For any real number \(x\), the absolute value of \(x\), written \(\left| x \right|\), is define to be \(x\) if \(x>0\) and \(-x\) if \(x \leq 0\). What is \(\left| 3 \right|\), \(\left| -4.3 \right|\) and \(\left| 0 \right|\)?
Prove that for any real number \(x\), \(x \leq \left| x \right|\) and \(0 \leq \left| x \right|\).

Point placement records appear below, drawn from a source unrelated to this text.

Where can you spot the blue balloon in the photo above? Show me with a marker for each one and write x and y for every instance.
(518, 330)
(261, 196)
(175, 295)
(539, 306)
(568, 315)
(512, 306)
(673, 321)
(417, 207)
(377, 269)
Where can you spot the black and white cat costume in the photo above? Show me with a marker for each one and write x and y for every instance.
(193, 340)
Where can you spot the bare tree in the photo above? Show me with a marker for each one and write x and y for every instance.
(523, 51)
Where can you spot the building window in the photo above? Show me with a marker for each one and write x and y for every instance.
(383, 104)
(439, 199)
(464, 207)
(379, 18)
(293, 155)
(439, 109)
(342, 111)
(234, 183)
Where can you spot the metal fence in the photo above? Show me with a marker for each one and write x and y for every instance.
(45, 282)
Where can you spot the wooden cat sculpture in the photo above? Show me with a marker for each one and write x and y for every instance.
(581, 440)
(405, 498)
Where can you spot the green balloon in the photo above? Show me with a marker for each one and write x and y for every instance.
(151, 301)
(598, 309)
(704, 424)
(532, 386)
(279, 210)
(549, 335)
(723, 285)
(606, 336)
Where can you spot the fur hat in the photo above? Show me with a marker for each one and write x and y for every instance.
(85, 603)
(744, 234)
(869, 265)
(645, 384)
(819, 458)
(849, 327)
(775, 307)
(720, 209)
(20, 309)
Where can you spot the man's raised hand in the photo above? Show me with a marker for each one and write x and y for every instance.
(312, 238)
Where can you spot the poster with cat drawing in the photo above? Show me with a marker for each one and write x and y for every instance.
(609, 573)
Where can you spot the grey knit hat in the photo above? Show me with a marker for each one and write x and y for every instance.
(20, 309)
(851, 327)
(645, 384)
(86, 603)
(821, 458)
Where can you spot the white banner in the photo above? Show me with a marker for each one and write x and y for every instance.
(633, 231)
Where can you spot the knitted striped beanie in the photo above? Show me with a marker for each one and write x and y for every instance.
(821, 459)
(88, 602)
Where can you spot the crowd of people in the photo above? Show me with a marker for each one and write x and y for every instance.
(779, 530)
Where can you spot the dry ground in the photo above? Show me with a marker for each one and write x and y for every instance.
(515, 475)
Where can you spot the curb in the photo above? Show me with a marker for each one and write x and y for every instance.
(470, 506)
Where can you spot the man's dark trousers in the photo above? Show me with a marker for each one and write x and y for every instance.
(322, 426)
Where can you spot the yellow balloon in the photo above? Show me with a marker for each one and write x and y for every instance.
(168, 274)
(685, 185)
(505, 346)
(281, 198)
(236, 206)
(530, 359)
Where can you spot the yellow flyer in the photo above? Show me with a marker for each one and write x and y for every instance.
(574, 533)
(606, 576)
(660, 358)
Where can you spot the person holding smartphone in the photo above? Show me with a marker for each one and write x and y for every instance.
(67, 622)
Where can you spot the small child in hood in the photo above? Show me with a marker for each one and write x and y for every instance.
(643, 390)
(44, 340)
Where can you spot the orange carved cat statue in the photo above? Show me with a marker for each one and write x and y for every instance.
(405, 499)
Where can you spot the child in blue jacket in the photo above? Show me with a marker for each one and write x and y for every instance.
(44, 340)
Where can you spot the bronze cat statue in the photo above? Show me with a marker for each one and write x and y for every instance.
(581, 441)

Then prove that for any real numbers \(x,y\), the triangle inequality holds: \(\left| x+y \right| \leq \left| x \right|+\left| y \right|\).
Is there a divisibility rule for \(2^n\), where \(n = 1\), \(2\), \(3\), . . .? If so, then explain why the rule works.
Can you find a formula relating \(1^3+2^3+\dots+n^3\) to \(1+2+\dots+n\)?
Prove the reverse triangle inequality: for every pair of real numbers \(x\), \(y\), we have \(\left| \left| x \right| - \left| y \right| \right| \leq \left| x - y \right|\).
Can you come up with a divisibility rule for \(5^n\), where \(n=1\), \(2\), \(3\), . . .? Prove that the rule works.
Show that for each \(n=1\), \(2\), \(3\), . . ., we have \(n<2^n\).
You and I are going to play a game. We have one million grains of sand in a bag. Each of us take turn to remove \(2\), \(3\) or \(5\) grains of sand from the bag. The first person that cannot make a move loses.
Would you go first?
For every natural number \(k\ge2\), find a trivial and a non-trivial combination of \(k\) real numbers such that their sum is twice their product.
Show that \(n^2+n+1\) is not divisible by \(5\) for any natural number \(n\).